One of the subjects we tackled during the seminar was e-books, which as you can imagine, was a hot topic.  It made me wonder if authors really know why this is such a big debate issues nowadays, other than the fact that more and more people are buying them.

In the past, the standard e-book royalty was 15% of the list prices, whereas now it is normally 25% of net receipts.  This new standard is known as the “Agency Model.”  Before the agency model, agents sold e-books pretty much the same way they sold printed books. 

When Apple became an e-book retailer in 2010, they changed the way things were done by acting as a sales agent for publishers, which means that they took a 30% commission from each e-book sale but had the publisher set the price of the e-book.  Authors would take their royalty money from the 70% that went to the publisher.  So in the old model, an author would receive $1.50 for a $10.00 e-book, whereas now they would receive a slightly higher royalty of $1.75.  

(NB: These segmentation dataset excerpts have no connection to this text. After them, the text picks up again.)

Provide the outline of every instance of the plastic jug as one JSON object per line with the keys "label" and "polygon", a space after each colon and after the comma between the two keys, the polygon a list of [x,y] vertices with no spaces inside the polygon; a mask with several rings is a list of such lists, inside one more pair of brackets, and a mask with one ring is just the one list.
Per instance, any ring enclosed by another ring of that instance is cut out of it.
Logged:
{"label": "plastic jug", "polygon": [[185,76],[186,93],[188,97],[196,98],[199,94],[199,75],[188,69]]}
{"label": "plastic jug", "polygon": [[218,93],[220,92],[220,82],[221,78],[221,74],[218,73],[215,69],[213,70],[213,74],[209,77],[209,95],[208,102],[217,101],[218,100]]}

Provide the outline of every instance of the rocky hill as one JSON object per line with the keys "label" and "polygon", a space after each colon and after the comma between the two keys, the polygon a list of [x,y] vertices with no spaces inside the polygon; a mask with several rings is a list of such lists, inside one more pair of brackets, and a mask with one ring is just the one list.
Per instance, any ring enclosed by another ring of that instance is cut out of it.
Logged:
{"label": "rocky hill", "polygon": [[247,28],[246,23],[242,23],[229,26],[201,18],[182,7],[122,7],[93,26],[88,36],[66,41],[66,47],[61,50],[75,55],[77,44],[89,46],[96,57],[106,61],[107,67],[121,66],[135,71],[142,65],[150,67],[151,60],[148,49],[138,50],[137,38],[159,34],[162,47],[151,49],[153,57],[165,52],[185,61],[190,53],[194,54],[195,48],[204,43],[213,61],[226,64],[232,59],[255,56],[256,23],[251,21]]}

The “ehhhhh” part of all this is that the publisher can pretty much determine how much they (and their authors) will get since they can set the list price, and the Department of Justice isn’t sure how good that sounds.  However, the Justice Department's proposed settlement, which allows Amazon to function without making a profit, will  prevent traditional bookstores from entering the e-book market and will create an Amazon monopoly.  Basically, blame Steve Jobs.

It’s all your fault!

1 comment:

  1. Carrie! I thought you might have a blog so look—I found it! So glad you mentioned the idiotic DoJ case. Cannot believe they're suing Apple and the publishers for "collaborating" to raise prices while Amazon gets away with predatory pricing! Since when does trying to keep Amazon the Devourer from chomping down on your business equal violating antitrust laws? So much for bringing down monopolies. This couldn't have worked out better for Amazon if they had planned the whole thing. Somewhere out there Jeff Bezos is toasting himself and laughing maniacally from the parapet of his floating golden castle.